In this study, a simple yet versatile method is proposed for identifying the number of exfoliated
graphene layers transferred on an oxide substrate from optical images, utilizing a limited number
of input images for training, paired with a more traditional number of a few thousand well published Github images for testing and predicting. Two thresholding approaches, namely the
standard deviation-based approach and the linear regression-based approach, were employed in
this study. The method specifically leverages the red, green, and blue color channels of image
pixels and creates a correlation between the green channel of the background and the green
channel of the various layers of graphene. This method proves to be a feasible alternative to deep
learning-based graphene recognition and traditional microscopic analysis.
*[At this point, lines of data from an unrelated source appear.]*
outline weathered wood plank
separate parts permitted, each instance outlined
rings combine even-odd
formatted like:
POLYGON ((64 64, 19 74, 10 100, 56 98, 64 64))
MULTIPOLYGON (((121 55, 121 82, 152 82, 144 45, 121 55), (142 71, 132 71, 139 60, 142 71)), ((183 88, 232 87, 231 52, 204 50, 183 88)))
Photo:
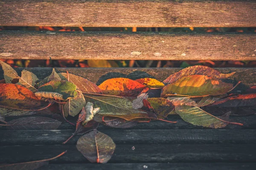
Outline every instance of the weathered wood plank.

The proposed
methodology performs well under conditions where the effect of surrounding light on the
graphene-on-oxide sample is minimum and allows rapid identification of the various graphene
layers. The study additionally addresses the functionality of the proposed methodology with
nonhomogeneous lighting conditions, showcasing successful prediction of graphene layers from
images that are lower in quality compared to typically published in literature. In all, the proposed
methodology opens up the possibility for the non-destructive identification of graphene layers
from optical images by utilizing a new and versatile method that is quick, inexpensive, and
works well with fewer images that are not necessarily of high quality.